Just Earned a Medical Assistant Degree But Have No Experience for Your Resume?

resume21Fret not.  Everyone starts somewhere no?   If you’ve decided to pursue a career as a medical assistant and you’re about to earn your medical assistant degree, don’t be too concerned about finding that first job.

“But I have never had a job as a medical assistant before and I won’t have any relevant experience to list on my resume” I hear you saying.  Just because you’re new to the field doesn’t mean you don’t have qualities, characteristics and yes, experiences that will be attractive to hiring managers.  Its just that none of these things have taken place inside a medical office.  So what do you do to fill a resume if you are a new grad and entrant into this exciting new career?

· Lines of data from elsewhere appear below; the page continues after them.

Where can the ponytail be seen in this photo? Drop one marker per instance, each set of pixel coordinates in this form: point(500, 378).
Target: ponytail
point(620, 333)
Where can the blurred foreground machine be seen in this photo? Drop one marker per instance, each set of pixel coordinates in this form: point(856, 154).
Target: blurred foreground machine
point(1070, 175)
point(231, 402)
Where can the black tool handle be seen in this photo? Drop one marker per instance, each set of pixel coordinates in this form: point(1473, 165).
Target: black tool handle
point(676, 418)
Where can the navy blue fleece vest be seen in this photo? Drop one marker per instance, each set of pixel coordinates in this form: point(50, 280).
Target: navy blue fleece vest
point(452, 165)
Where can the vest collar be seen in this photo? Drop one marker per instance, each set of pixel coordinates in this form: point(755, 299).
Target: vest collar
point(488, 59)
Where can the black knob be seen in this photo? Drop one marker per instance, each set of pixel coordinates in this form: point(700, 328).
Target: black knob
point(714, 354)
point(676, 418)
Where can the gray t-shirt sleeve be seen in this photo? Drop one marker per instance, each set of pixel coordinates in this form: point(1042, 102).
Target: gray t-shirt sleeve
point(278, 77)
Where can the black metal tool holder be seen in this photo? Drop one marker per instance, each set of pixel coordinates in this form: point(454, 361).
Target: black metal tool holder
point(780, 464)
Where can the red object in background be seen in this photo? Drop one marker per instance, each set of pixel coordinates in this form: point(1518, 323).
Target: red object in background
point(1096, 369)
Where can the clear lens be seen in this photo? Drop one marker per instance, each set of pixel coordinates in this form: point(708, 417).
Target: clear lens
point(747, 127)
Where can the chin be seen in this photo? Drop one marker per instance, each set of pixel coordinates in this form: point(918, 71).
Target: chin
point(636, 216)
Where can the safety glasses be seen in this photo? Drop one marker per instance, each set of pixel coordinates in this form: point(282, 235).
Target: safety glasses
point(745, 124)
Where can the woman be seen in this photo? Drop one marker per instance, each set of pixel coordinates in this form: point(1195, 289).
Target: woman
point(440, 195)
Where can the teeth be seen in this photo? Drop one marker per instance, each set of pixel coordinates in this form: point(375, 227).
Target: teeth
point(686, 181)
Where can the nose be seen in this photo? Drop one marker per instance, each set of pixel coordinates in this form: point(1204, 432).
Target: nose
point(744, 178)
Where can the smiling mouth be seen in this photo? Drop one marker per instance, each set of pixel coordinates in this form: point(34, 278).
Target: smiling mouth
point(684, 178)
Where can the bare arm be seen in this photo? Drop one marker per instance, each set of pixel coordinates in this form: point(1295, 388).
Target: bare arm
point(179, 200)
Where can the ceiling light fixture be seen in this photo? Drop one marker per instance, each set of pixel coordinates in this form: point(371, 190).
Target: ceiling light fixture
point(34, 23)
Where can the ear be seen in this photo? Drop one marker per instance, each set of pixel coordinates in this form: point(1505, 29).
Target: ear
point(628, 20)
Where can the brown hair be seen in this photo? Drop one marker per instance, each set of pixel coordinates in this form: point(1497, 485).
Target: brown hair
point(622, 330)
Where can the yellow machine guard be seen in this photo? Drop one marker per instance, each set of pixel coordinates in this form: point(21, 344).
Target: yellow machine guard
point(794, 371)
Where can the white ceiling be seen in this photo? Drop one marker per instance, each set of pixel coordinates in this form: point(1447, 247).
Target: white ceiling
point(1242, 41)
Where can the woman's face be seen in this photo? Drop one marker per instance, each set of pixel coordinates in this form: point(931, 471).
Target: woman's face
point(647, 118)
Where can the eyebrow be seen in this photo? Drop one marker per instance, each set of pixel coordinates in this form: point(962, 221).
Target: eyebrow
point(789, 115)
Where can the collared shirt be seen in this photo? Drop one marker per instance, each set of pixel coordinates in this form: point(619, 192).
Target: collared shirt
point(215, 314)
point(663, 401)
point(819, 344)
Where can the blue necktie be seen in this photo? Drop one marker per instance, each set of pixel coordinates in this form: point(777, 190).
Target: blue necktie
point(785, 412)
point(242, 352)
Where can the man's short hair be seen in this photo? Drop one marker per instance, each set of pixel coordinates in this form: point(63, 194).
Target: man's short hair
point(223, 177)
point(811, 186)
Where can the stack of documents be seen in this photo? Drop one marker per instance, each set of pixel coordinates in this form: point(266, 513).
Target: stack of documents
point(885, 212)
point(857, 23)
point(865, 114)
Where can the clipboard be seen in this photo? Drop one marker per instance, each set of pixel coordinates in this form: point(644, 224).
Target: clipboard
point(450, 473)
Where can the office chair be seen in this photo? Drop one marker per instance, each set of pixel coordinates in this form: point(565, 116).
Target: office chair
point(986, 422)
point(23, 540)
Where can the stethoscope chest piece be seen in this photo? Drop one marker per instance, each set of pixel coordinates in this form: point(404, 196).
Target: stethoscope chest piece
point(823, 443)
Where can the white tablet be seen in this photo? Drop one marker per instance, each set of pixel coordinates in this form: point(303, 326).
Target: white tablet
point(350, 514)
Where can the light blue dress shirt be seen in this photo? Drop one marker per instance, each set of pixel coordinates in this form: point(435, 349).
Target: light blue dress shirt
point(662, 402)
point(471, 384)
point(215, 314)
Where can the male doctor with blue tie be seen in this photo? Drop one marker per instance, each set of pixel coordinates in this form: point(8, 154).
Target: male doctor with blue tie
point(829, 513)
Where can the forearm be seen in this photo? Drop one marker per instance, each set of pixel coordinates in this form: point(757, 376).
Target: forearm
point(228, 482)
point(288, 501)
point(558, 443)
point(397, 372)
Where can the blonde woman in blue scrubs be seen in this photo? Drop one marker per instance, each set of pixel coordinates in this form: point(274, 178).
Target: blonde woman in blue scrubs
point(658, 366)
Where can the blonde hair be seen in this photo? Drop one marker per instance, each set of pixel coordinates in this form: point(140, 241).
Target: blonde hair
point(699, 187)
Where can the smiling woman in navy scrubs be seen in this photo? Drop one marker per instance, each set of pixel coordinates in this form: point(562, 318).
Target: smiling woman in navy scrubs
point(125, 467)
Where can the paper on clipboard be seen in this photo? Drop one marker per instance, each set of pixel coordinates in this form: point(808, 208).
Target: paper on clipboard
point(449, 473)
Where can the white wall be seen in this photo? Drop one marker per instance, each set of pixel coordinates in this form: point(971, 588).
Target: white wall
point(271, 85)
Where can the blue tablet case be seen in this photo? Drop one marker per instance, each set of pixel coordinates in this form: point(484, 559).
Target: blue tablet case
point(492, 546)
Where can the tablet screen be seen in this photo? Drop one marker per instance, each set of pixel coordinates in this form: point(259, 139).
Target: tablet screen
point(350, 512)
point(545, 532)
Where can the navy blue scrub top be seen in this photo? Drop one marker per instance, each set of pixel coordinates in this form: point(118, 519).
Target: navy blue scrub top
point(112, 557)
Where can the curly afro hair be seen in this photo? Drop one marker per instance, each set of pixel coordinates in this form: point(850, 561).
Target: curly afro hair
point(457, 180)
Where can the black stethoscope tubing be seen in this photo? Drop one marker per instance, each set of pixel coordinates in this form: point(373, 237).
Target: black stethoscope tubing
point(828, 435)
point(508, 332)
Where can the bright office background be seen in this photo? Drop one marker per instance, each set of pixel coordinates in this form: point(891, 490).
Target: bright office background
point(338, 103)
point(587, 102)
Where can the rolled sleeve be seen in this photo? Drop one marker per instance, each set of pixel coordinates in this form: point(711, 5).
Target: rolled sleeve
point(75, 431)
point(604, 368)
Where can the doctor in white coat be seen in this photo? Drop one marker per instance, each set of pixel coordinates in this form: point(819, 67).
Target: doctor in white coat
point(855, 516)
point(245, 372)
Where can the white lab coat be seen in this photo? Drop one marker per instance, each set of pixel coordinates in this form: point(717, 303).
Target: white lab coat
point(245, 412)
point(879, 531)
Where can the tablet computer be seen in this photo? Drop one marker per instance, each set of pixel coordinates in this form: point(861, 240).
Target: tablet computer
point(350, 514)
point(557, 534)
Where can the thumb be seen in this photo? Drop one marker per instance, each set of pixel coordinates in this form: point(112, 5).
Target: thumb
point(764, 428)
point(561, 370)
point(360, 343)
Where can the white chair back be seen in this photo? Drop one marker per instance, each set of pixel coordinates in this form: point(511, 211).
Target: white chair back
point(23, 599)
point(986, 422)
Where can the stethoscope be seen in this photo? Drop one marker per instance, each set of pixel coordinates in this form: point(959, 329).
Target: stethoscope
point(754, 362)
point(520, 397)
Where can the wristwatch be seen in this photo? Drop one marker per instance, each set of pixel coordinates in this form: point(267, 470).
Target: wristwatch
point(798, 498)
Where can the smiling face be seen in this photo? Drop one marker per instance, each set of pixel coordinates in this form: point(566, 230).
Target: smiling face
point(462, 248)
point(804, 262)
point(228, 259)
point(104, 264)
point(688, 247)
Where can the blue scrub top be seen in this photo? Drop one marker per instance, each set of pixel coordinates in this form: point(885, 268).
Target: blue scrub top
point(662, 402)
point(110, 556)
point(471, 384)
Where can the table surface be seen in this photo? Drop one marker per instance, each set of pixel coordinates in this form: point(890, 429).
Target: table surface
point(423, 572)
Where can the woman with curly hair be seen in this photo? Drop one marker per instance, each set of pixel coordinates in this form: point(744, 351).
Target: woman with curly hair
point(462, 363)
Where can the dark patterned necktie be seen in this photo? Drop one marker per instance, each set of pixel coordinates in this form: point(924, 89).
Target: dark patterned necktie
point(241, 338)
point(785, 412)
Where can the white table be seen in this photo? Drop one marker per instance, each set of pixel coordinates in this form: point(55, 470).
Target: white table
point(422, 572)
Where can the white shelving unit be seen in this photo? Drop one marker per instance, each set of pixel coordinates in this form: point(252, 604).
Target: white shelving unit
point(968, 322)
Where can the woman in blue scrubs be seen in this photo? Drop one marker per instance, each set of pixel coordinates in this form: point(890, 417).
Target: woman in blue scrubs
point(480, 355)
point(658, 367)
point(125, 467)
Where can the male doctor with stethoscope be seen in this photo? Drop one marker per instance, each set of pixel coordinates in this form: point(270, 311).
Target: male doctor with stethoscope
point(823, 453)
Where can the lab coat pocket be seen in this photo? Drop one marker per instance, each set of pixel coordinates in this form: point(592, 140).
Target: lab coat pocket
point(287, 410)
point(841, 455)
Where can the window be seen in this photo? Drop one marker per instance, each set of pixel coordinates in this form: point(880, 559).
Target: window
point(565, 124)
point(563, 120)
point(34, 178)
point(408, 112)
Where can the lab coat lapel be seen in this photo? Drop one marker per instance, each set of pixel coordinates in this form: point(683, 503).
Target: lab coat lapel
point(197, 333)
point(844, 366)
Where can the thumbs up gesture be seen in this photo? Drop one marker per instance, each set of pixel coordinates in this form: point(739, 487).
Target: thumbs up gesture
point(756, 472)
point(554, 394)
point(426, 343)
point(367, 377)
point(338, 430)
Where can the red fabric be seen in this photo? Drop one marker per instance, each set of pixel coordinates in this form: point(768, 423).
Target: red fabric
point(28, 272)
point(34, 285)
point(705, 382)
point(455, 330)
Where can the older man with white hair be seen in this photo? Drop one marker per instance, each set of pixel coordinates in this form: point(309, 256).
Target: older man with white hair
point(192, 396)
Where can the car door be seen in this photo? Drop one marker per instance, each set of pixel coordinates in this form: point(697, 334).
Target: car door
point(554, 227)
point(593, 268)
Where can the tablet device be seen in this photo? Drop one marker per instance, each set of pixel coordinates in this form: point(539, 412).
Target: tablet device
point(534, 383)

The brilliant business minds at Forbes magazine have some answers to this question that, as luck would have it, has been asked by thousands of people before you.  The first answer they provide in their excellent article (which we strongly recommend you read here) is to include any and all relevant and transferable skills.  Were you the clerical person or admin for your uncle’s car dealership for a few summers?  Perhaps you helped your church group organize a trip for the choir to sing at the state capitol?  Or maybe you volunteered at your local assemblyman’s last campaign.  Any or all these types of activities can go a long way towards demonstrating your exposure to skills and functions necessary of a good medical office assistant.  List them all along with a good run down of the tasks you handled and the results you helped produce.

Related side and/or academic projects are also fair game according to Forbes.  And this makes perfect sense.  The efforts you invested into in depth projects for school are a great source of experience and demonstrate your ability to complete complex tasks according to schedules and deadlines.  Create a “projects” section on your resume to share your experiences in projects – even if they’re not employment related – that may have some bearing on the work you‘re now seeking.  Perhaps you worked with a non-profit public health policy think tank.  Or maybe you volunteered at a free clinic?  Any of these types of activities can polish a resume.